In a move that is sure to cause confusion with consumers, AT&T will soon start replacing the 4G LTE logos that customers see on their smartphones with “5G E” in select markets. According to AT&T, its shift towards 4x4 MIMO, 256 QAM and other further advances to its 4G LTE technology gives it the justification for marketing 5G Evolution, or 5G E.
AT&T's 5G Evolution service is already "operational" in select markets across the United States (400 markets will be covered by the end of 2019), and was widely panned when announced last year as being "fake 5G". 5G Evolution promises data speeds of up to 1Gbps, although the ability to reach those speeds in the real world with existing hardware remains to be seen.
“If they have one of the latest Android devices and it connects to a tower that’s enabled with 5G Evolution, they’ll soon see a ‘5G E’ indicator pop up on their screen,” said an AT&T spokesperson in a statement to FierceWireless. “Initially we’ll roll this out on a handful of devices, with more devices showing the indicator in spring 2019.”

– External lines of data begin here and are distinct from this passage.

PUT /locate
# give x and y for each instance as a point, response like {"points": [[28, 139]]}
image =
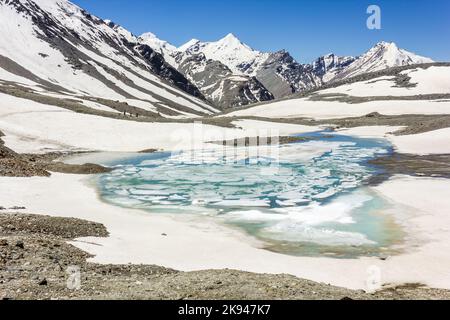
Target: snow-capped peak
{"points": [[160, 46], [229, 50], [382, 56], [188, 45]]}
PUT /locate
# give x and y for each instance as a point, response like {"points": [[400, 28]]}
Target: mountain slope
{"points": [[56, 47], [283, 76], [220, 85]]}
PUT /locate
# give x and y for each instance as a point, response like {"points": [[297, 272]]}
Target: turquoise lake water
{"points": [[311, 199]]}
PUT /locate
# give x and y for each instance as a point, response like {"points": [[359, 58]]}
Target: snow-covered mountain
{"points": [[53, 47], [237, 56], [160, 46], [219, 84]]}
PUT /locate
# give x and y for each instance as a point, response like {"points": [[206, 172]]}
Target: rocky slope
{"points": [[282, 75], [55, 47], [35, 260], [219, 84]]}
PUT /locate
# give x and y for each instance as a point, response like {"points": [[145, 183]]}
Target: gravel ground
{"points": [[35, 260]]}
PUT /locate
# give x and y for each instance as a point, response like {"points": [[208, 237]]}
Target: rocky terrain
{"points": [[38, 261], [13, 164]]}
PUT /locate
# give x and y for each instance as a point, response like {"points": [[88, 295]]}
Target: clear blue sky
{"points": [[307, 29]]}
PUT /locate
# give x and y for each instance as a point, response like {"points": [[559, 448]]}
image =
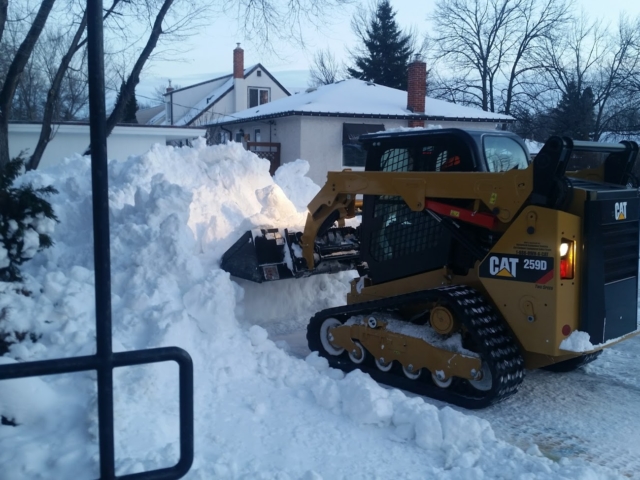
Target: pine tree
{"points": [[387, 50], [26, 219], [574, 116]]}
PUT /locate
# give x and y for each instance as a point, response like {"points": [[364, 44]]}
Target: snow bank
{"points": [[260, 413]]}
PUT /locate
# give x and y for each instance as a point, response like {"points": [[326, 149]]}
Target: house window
{"points": [[353, 154], [258, 96]]}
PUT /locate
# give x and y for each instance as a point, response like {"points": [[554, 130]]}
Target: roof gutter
{"points": [[366, 115]]}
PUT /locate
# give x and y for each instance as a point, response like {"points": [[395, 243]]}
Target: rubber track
{"points": [[492, 341]]}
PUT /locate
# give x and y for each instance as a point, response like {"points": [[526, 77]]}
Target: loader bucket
{"points": [[264, 255]]}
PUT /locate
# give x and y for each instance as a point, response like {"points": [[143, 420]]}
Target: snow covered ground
{"points": [[265, 408]]}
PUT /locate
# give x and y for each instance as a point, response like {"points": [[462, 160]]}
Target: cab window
{"points": [[503, 154]]}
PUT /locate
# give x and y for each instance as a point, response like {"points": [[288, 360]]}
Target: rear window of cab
{"points": [[504, 154]]}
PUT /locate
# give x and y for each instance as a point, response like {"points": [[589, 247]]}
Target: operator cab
{"points": [[398, 242], [447, 149]]}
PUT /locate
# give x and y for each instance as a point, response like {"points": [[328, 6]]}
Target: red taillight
{"points": [[564, 268], [567, 259]]}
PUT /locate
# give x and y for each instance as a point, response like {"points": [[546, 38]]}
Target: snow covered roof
{"points": [[220, 86], [207, 102], [357, 98]]}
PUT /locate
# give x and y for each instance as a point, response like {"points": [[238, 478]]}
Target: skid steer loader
{"points": [[474, 262]]}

It's likely that many customers will see the 5G E logo and think that they are getting access to the next-generation wireless standard that they've been hearing so much about in the news. Further compounding matter is that a 5G+ label will be displayed for devices that are connected to AT&T's "true" 5G wireless network.
T-Mobile CTO Neville Ray blasted AT&T in a blog post yesterday, writing that the company's efforts with 5G E amount to "duping customers into thinking they’re getting something they’re not."

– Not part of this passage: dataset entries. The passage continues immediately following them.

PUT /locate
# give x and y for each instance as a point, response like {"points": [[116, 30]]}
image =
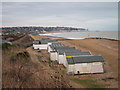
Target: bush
{"points": [[7, 46]]}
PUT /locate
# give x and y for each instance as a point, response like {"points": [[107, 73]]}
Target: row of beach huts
{"points": [[75, 61]]}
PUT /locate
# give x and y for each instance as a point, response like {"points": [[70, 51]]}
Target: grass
{"points": [[63, 72], [88, 83]]}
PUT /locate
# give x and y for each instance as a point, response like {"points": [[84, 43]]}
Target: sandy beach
{"points": [[107, 48]]}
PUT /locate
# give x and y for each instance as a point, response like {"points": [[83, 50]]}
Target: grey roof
{"points": [[70, 61], [85, 59], [47, 40], [36, 42], [77, 53], [68, 50]]}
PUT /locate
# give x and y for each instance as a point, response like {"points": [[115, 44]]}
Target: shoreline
{"points": [[105, 47]]}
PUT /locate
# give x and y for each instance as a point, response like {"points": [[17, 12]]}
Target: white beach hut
{"points": [[85, 64]]}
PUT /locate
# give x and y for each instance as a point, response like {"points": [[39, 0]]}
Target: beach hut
{"points": [[85, 64], [43, 43], [36, 44], [73, 54]]}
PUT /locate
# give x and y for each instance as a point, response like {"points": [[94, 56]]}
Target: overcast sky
{"points": [[91, 15]]}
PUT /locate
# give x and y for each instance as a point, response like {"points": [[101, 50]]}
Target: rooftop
{"points": [[85, 59]]}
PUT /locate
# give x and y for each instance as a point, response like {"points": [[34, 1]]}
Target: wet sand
{"points": [[107, 48]]}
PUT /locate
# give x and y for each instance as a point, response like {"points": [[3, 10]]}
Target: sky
{"points": [[92, 15]]}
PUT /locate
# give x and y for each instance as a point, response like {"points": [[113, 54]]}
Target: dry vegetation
{"points": [[28, 68]]}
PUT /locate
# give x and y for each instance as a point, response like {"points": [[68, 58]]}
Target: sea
{"points": [[85, 34]]}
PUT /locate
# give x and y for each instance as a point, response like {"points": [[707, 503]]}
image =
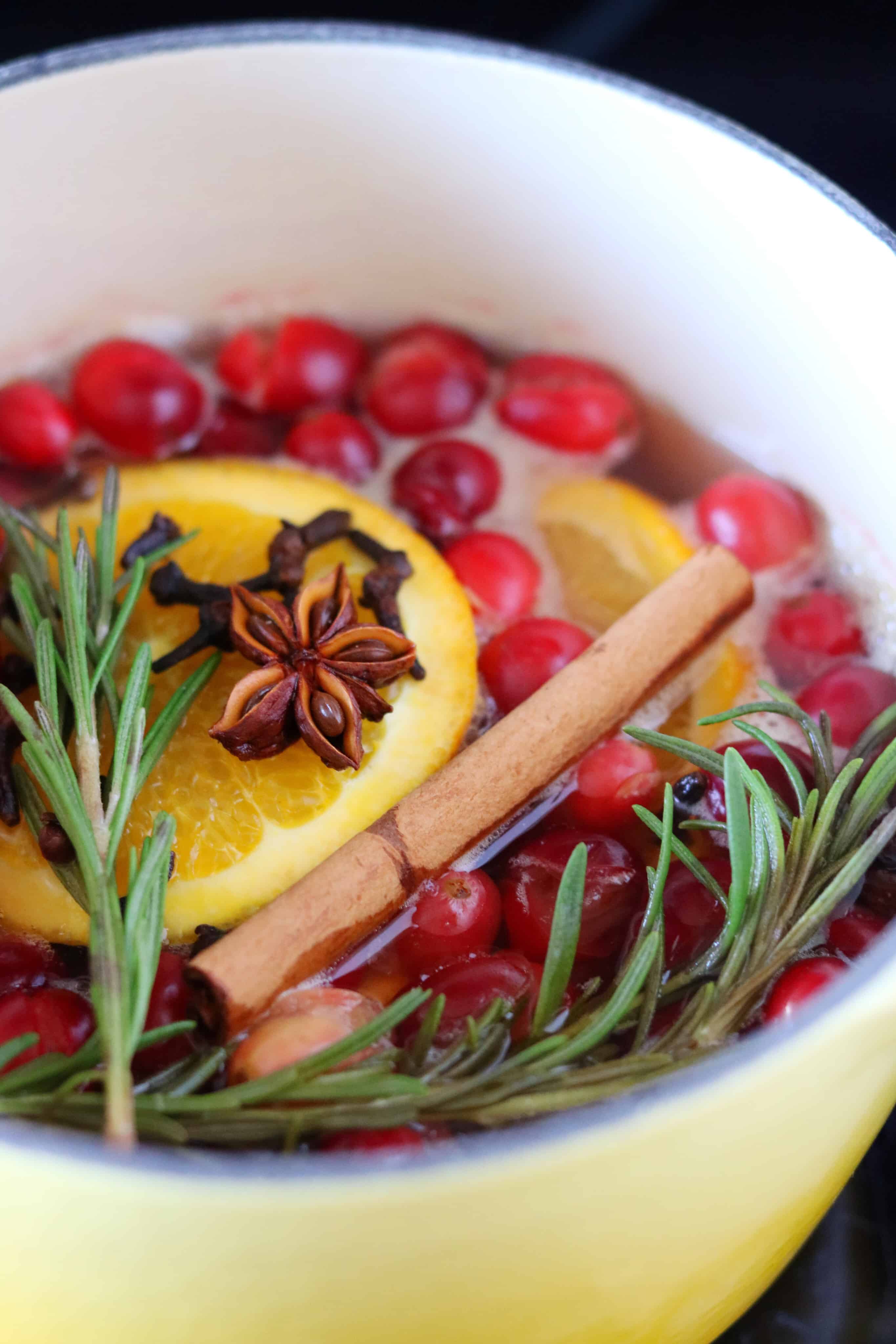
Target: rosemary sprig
{"points": [[789, 874], [75, 630]]}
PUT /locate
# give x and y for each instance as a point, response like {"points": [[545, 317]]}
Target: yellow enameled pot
{"points": [[386, 177]]}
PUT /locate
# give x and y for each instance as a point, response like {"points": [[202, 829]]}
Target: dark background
{"points": [[816, 76], [819, 77]]}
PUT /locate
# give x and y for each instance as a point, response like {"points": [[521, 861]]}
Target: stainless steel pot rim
{"points": [[500, 1146]]}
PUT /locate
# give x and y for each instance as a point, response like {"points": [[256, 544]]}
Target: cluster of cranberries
{"points": [[38, 994]]}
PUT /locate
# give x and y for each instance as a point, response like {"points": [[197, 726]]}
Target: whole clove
{"points": [[160, 531], [53, 840]]}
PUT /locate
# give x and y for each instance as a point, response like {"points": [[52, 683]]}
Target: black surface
{"points": [[819, 80]]}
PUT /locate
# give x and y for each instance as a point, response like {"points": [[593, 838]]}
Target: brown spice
{"points": [[316, 677], [360, 886]]}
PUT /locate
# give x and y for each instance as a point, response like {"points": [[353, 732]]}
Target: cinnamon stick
{"points": [[367, 881]]}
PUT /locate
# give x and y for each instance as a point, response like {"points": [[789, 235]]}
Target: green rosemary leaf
{"points": [[187, 1076], [112, 644], [128, 785], [172, 716], [33, 808], [786, 763], [653, 917], [878, 734], [684, 854], [598, 1027], [107, 546], [275, 1085], [868, 800], [426, 1034], [154, 557], [700, 757], [739, 843], [45, 662], [563, 943], [144, 919], [12, 1049]]}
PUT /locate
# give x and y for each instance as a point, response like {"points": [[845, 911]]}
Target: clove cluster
{"points": [[287, 558]]}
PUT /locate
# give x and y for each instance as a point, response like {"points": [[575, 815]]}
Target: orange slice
{"points": [[613, 544], [248, 830]]}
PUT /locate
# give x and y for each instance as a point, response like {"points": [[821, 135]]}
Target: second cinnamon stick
{"points": [[367, 879]]}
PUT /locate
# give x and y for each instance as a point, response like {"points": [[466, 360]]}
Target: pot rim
{"points": [[30, 1136]]}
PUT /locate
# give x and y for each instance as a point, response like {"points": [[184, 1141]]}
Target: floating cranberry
{"points": [[26, 964], [616, 886], [308, 362], [237, 432], [139, 398], [471, 986], [301, 1023], [524, 656], [455, 916], [852, 695], [332, 441], [809, 634], [168, 1002], [426, 378], [694, 917], [242, 363], [612, 777], [399, 1139], [565, 402], [500, 573], [855, 932], [61, 1018], [445, 486], [312, 362], [763, 522], [799, 983], [37, 429]]}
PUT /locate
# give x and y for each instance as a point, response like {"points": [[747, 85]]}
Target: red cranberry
{"points": [[763, 522], [854, 695], [694, 917], [809, 634], [445, 486], [37, 429], [237, 432], [168, 1002], [402, 1138], [471, 986], [426, 378], [855, 932], [570, 404], [307, 363], [138, 398], [242, 363], [500, 573], [800, 983], [26, 965], [524, 656], [759, 757], [455, 916], [332, 441], [612, 777], [312, 362], [61, 1018], [614, 888]]}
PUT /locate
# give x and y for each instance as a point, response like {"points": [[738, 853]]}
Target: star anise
{"points": [[316, 677]]}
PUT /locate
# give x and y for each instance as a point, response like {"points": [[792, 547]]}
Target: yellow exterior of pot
{"points": [[653, 1227]]}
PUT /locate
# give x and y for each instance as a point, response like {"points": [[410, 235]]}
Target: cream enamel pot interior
{"points": [[390, 175]]}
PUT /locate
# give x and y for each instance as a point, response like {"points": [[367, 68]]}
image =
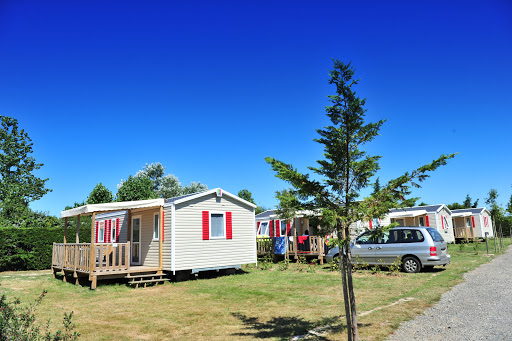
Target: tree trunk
{"points": [[346, 300], [354, 332]]}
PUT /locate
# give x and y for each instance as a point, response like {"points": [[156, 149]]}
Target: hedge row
{"points": [[31, 248]]}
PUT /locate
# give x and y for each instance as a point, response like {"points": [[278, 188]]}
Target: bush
{"points": [[31, 248], [18, 323]]}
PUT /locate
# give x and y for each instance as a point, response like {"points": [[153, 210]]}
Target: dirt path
{"points": [[478, 309]]}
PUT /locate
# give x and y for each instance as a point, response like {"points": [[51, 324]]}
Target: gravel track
{"points": [[478, 309]]}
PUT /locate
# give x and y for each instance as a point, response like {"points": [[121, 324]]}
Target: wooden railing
{"points": [[264, 245], [311, 245], [463, 232], [77, 257]]}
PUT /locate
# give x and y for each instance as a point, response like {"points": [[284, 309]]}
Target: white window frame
{"points": [[101, 240], [113, 230], [259, 232], [156, 229], [210, 224], [446, 224]]}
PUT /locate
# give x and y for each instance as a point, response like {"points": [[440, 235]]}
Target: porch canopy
{"points": [[407, 214], [461, 214], [111, 206]]}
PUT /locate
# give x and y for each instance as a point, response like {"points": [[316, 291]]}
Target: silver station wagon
{"points": [[416, 247]]}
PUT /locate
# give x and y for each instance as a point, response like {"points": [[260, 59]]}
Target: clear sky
{"points": [[210, 88]]}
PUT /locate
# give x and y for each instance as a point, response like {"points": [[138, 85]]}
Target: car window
{"points": [[411, 236], [392, 237], [366, 238], [436, 236]]}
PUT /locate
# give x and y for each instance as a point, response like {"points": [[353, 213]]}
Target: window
{"points": [[263, 231], [218, 225], [435, 235], [156, 227], [446, 225], [412, 236], [218, 229], [101, 231], [283, 226], [113, 231]]}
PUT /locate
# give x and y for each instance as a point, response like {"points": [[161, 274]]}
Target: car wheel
{"points": [[411, 265]]}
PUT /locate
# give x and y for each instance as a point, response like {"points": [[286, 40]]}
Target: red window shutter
{"points": [[206, 225], [97, 227], [117, 230], [229, 226], [107, 238]]}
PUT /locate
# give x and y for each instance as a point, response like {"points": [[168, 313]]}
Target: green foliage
{"points": [[31, 248], [19, 323], [165, 186], [455, 206], [246, 195], [99, 195], [136, 188], [194, 187], [18, 186], [469, 204]]}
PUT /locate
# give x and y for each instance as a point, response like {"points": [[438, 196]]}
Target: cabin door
{"points": [[135, 249]]}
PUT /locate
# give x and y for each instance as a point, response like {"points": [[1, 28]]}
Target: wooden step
{"points": [[147, 275]]}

AT&T's mobile 5G service became operational today in 12 markets across the United States and makes use of 39 GHz licensed spectrum band using a 2x2 MIMO design. The first and only device capable of connecting to the network is the Netgear Nighthawk 5G Mobile Hotspot ($499). When AT&T's 5G service is ready for expanded availability in Spring 2019, it will offer the service for $70 per month for just 15GB of data.
"Some asked us why we aren’t clamoring to be part of this cluster. The answer is simple," added Neville. "We don’t have time or resources to waste on that BS. The other guys are gigantic corporations with money and time to burn. We’re heads down actually working on the New T-Mobile, so we can deliver 5G for all."